Я взглянула на него, пытаясь скрыть раздражение.

— Когда ты его смотрел?

— В четверг, вроде, — Кейд пожал плечами. — Ты спала. Я не мог заснуть, стал переключать каналы и наткнулся на фильм. Он было хорошим, немного бессвязным, но хорошим.

Папа уронил на тарелку вилку, и та упала со звоном.

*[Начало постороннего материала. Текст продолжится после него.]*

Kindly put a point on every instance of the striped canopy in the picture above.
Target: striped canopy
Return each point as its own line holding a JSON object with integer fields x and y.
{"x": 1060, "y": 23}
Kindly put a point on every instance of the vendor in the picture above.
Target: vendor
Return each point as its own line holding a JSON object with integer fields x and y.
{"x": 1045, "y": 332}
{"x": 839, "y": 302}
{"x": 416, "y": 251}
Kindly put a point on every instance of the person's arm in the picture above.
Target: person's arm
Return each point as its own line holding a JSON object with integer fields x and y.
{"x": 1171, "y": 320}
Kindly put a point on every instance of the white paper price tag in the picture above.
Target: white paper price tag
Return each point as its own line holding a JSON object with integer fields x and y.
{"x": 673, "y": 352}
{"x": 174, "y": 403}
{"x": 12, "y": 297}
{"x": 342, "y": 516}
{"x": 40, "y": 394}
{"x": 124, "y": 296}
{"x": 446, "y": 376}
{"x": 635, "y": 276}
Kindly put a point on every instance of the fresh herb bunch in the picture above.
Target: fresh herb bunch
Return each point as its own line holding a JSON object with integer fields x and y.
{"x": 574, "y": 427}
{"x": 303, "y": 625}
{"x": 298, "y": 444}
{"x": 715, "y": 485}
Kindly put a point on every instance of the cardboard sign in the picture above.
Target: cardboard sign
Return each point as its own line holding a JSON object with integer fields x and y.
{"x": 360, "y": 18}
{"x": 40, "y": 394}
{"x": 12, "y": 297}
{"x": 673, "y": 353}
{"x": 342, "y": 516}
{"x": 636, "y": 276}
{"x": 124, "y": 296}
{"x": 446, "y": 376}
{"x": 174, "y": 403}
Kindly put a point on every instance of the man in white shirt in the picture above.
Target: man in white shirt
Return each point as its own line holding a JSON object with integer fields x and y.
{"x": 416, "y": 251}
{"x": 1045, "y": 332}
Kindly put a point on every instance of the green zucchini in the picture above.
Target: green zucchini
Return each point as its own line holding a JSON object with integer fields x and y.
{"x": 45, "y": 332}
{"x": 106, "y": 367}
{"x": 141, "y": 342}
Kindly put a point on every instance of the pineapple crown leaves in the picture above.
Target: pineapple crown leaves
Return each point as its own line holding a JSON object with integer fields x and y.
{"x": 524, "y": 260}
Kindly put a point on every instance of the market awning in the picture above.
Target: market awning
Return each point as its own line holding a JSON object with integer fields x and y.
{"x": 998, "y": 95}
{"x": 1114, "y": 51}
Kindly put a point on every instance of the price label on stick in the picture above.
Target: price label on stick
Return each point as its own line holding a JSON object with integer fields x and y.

— Мы все еще говорим об этом фильме? — Он отодвинул тарелку. — А при чем тут вообще этот фильм?

Последнюю часть вопроса он адресовал Иден.

Она нахмурилась.

— Я просто... пыталась поддержать разговор. Вам всем так... неловко.

Папа провел рукой по редеющим волосам.

— Никто не чувствует себя неловко, Иден. Мы просто едим.

— Папа. О чем ты? Тут такое напряжение, что его можно ножом резать.

Вот так все и началось. Я посмотрела на Кейдена, который ковырялся в еде — не ел, но притворялся.

— Нет никакого напряжения, — папа повертел в руках бокал вина, разглядывая плещущуюся жидкость.

Иден вздохнула и, опустив голову, положила ладони на стол.

— Серьезно? Никакого напряжения? А как его не может не быть? Мы не видели тебя начиная с лета, с нашего дня рождения.

Папа поморщился.

— Я был...

— Занят, — закончила за него Иден. — Знаю, папа. Проблема в том, что ты всю жизнь был занят.

— Иден, сейчас не время для этого разговора. У нас гость, — папа показал бокалом на Кейдена.

— Да, но он теперь тоже вроде как семья... — Иден прикончила остаток вина, сделав большой глоток.

Я съежилась, пожалев, что она затронула эту тему.

Папа смущенно нахмурился.

— Он парень Эвер. Не думаю, что это делает его частью семьи, — он с извинением взглянул на Кейдена. — Без обид, сынок. Ты, кажется, хороший парень.

Кейдена бесило, когда к нему обращались «сынок», это я уже поняла. Однако его голос был спокойным.

— Никаких обид, сэр.

Он не поправил папу, и я была рада этому. Сейчас было самое неподходящее время для этого разговора.

Иден взглянула на меня, потом на Кейда с озадаченным выражением лица.

— Эв?

Мне нужно было отвлечь ее.

— Папа прав, Иден. Для этого сейчас не лучшее время. Кейдену не нужно это слышать.

— Но... — начала Иден.

— Иден. Оставь это. Пожалуйста, — папа встал. — Как насчет пирога?

— Нет! — она встала, уронив стул на пол. — Мне все равно, слышит он или нет. Он обо всем этом знает, я знаю, что это так. Дела идут не очень хорошо. Они идут не очень хорошо с тех пор, как мама умерла.